Journalists David Pierce and Nilay Patel decided to figure out: what's happening right now — a real technological shift or an inflated bubble? They set out to compare cold data and general "vibes" around the industry. On one hand — Stanford AI Index 2026, a major annual study from Stanford University.
The report's authors note that AI continues to improve across a broad spectrum of tasks: from coding and medical diagnosis to image generation and language work. Progress on key benchmarks doesn't stop, and in a number of areas it's accelerating. This is not hype — these are measurable results.
On the other hand — a story about a company selling sneakers that simply added the word "AI" to its name and got a market frenzy.
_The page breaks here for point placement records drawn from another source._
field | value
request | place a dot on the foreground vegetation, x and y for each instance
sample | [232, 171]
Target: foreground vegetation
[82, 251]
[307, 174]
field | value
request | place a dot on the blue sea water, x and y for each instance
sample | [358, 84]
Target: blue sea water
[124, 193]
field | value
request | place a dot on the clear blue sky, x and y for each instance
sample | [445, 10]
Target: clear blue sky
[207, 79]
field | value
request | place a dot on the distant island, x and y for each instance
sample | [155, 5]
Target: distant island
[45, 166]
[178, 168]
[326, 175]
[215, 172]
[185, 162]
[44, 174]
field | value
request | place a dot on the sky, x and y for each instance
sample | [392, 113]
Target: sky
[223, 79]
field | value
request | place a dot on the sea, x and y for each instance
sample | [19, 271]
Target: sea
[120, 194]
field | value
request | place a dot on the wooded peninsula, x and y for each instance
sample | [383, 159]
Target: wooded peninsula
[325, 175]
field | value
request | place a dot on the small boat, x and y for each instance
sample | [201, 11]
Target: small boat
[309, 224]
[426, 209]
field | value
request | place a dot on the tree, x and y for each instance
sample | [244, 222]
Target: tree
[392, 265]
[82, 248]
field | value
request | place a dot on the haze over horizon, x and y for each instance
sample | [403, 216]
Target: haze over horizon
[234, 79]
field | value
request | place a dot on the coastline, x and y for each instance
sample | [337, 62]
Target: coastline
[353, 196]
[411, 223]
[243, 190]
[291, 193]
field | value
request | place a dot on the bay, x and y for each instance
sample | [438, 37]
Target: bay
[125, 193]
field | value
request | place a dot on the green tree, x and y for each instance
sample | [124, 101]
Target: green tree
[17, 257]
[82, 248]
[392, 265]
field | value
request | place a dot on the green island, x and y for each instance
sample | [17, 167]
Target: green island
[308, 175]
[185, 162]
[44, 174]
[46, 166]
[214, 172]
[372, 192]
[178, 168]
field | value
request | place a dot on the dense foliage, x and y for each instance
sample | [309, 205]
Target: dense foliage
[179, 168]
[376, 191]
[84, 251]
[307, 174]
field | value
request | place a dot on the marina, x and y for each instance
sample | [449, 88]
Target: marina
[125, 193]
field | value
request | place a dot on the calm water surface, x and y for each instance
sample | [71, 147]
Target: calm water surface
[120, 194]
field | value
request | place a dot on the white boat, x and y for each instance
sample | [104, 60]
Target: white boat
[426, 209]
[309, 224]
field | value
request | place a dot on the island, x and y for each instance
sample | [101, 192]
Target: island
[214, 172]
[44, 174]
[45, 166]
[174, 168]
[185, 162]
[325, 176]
This is classic "AI washing": when a real business covers itself with a trendy label to attract investors. A sevenfold increase in value in a day without any technological changes — a troubling signal about market conditions.
These two phenomena exist simultaneously and don't contradict each other. AI really is getting better. And AI hype really has turned into something resembling the dot-com bubble in its early stages — with the difference that there's real technology underneath it.
The question is how much market valuations correspond to actual value. The podcast also touches on a broader narrative trap: "AI is inevitable." When technology is declared inevitable, any criticism is perceived as Luddism, any concerns — as fear of progress.
This is a convenient position for those who profit from it, but dangerous — for those making regulatory or investment decisions. What does all this mean in practice: a moment when a shoe manufacturer changes its name to an AI company and it works — this is not a sign of the technology's strength. It's a sign that the market has temporarily turned off critical thinking.
The Stanford Index reminds us: progress is real. But the reality of progress doesn't mean that every company with an AI prefix is worth its valuation.